# Push Pull Legs 4 day Split



## dandaman1990 (Mar 22, 2009)

before anyone asks I have searched but i couldnt find anything that suits me

Im looking for a 4 day split using push pull legs routine

my aim is to drop body fat and keep muscle gain high

my work out days are monday, tuesday, thursday and friday

can onyone help please


----------



## Elvis82 (Mar 23, 2012)

Isn't push pull legs a 3 day split?


----------



## dandaman1990 (Mar 22, 2009)

i think i used one ages ago but lost the info for it it was summin like push pull legs, biceps and triceps :S


----------



## LeviathanBodyBuilding (Jan 9, 2012)

Push

Pull

Off

Legs

Shoulders

Off

Off

Something like that? I found doing chest/shoulders/tris all on a push day a bit much,


----------



## Guest (Jun 20, 2012)

Aye PPL is 3 days m8, theres some links in the getting started to a decent routines if I remember right??

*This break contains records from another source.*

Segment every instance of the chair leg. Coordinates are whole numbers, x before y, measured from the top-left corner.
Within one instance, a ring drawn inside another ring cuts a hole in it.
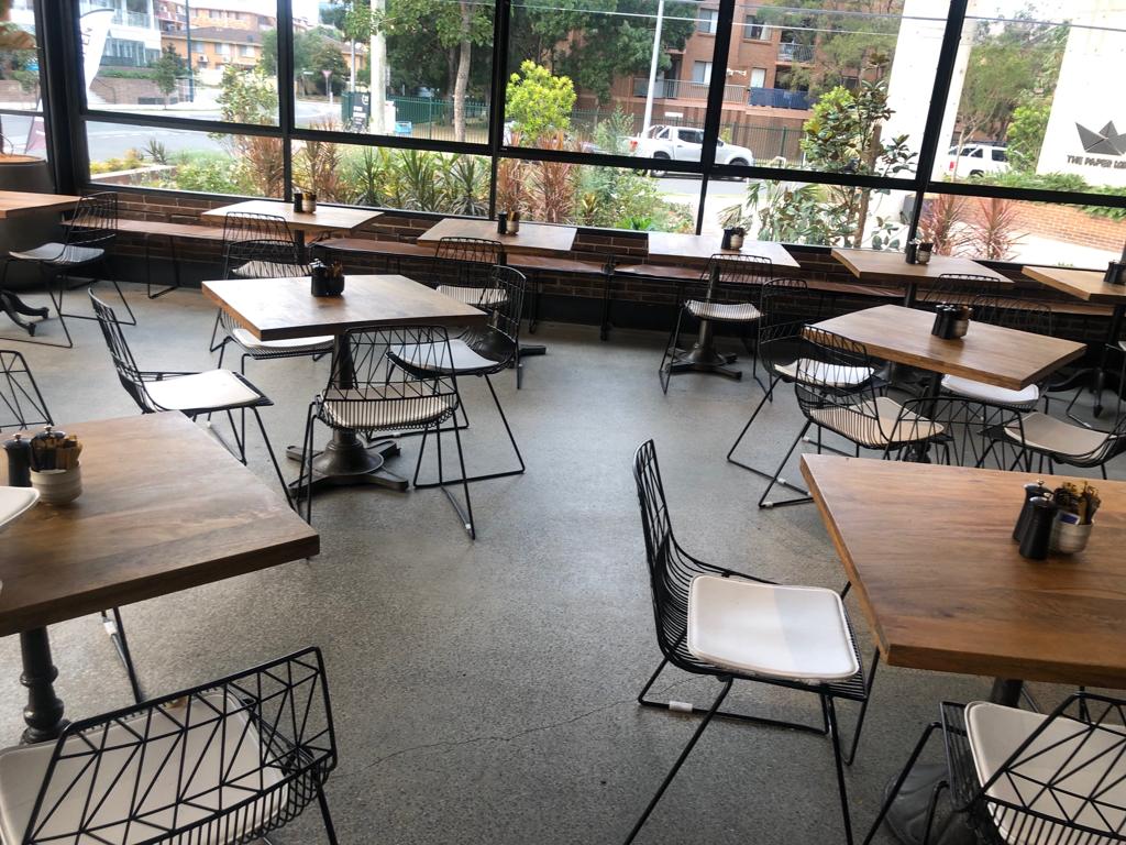
[[[797,437],[794,438],[794,443],[790,444],[789,448],[786,451],[785,456],[779,462],[777,471],[775,472],[774,475],[770,477],[770,483],[767,484],[767,489],[762,491],[762,496],[759,498],[760,508],[777,508],[777,507],[785,507],[787,505],[804,505],[807,501],[813,501],[813,498],[810,497],[808,495],[798,496],[793,499],[784,499],[783,501],[767,501],[767,496],[770,495],[770,491],[774,489],[775,484],[784,484],[785,487],[789,487],[789,484],[784,483],[785,479],[781,478],[781,472],[783,470],[786,469],[786,462],[789,461],[789,456],[794,454],[794,450],[797,448],[797,444],[802,442],[802,438],[805,436],[805,433],[810,430],[810,425],[812,425],[810,420],[805,420],[805,425],[802,426],[802,430],[797,433]]]
[[[113,617],[105,611],[101,612],[101,624],[109,634],[109,641],[114,643],[117,657],[125,667],[125,674],[129,679],[129,690],[133,691],[133,701],[137,704],[144,701],[144,693],[141,692],[141,682],[137,679],[136,668],[133,666],[133,655],[129,652],[129,643],[125,638],[125,623],[122,621],[122,612],[113,608]]]
[[[626,837],[626,845],[629,845],[629,843],[632,843],[634,839],[637,838],[637,834],[641,833],[641,829],[645,826],[645,821],[653,812],[653,809],[661,800],[661,797],[664,794],[664,791],[669,788],[669,784],[672,783],[672,779],[677,776],[677,772],[680,771],[680,766],[682,766],[685,760],[688,759],[688,755],[691,754],[692,748],[696,747],[696,742],[699,741],[699,738],[703,736],[704,730],[712,722],[712,718],[720,709],[720,705],[723,704],[723,700],[727,697],[727,693],[731,692],[732,681],[733,679],[730,677],[723,678],[721,681],[721,683],[723,684],[723,688],[720,691],[720,694],[715,697],[715,701],[712,702],[712,708],[708,710],[707,715],[705,715],[700,720],[700,723],[696,726],[696,730],[692,733],[691,739],[688,740],[688,745],[685,746],[685,749],[680,753],[680,756],[677,757],[677,762],[672,764],[672,770],[669,772],[669,774],[664,776],[664,780],[661,782],[661,785],[656,790],[656,794],[653,795],[652,800],[649,802],[649,807],[645,808],[645,811],[641,815],[641,818],[637,819],[637,824],[634,825],[633,830],[629,831],[629,836]]]
[[[321,806],[321,818],[324,820],[324,835],[329,837],[329,845],[339,845],[337,840],[337,829],[332,825],[332,813],[329,812],[329,802],[324,798],[324,784],[316,784],[316,802]]]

If you want to train 4 days a week just devise a 4 day split.

Something like Chest /Tri's, Back / Bi's, Legs, Shoulders / Abs


----------



## dandaman1990 (Mar 22, 2009)

yer at the moment im doing a 4 day split with diffrent muscle groups but i want to change it around will

push,

pull,

legs ,

cardio

work out?


----------



## Brawn (Jun 9, 2010)

Triceps falls in to push as does shoulders and quads. Also bicep and hamstrings in to Pull.

I did a Push, Pull, mis (miscellaneous)

This was Push = Squats, Bench press, Shoulder Press, Scull Crushers for triceps.

Pull = Dead lifts, Chins, Stiff Leg Dead Lifts, Bicep Curl.

Miscellaneous = Calf raises, Forearm work, Abs and neck work.

Its a basic but solid way of training and especially suited to hard gainers that need the rest. Its also good if your training days vary because you just do one workout at a time and the rest at least a day in between.


----------



## LeviathanBodyBuilding (Jan 9, 2012)

you can do cardio on the off days if you like, the split you mentioned above

ie

push - chest/shoulders

pull - back

off (cardio)

legs

bis/tris

off (cardio)

off (cardio)

or set it out the way me and dave said

chest/tri

back/bi

off - (cardio)

legs

shoulders

off - (cardio)

off (cardio)

depends on what you goals are etc but setting up PPL over 4 days could work out quite well


----------



## dandaman1990 (Mar 22, 2009)

Brawn said:


> Triceps falls in to push as does shoulders and quads. Also bicep and hamstrings in to Pull.
> 
> I did a Push, Pull, mis (miscellaneous)
> 
> ...


That looks a good workout, reps to you, on the miscelanous day should i take the neck work out and add some cardio as my main aim is cover body not full on body building


----------



## james2011 (Nov 9, 2011)

you could just repeat on the fourth day if you wanted to


----------



## Brawn (Jun 9, 2010)

dandaman1990 said:


> That looks a good workout, reps to you, on the miscelanous day should i take the neck work out and add some cardio as my main aim is cover body not full on body building


A think strong neck is something women find very sexy. It don't mean you will end up with huge traps. Just light neck work. Are you aware of good ways to train your neck?

I know many will disagree but I'm a strong believer that cardio should be done on rest days pref in the mornings before food to tap the fat. If your training in the gym as you should then cardio after should be impossible. You should be knackered!


----------



## dandaman1990 (Mar 22, 2009)

True. No ive never trained my neck never thought to, what exercises can i do for my neck?


----------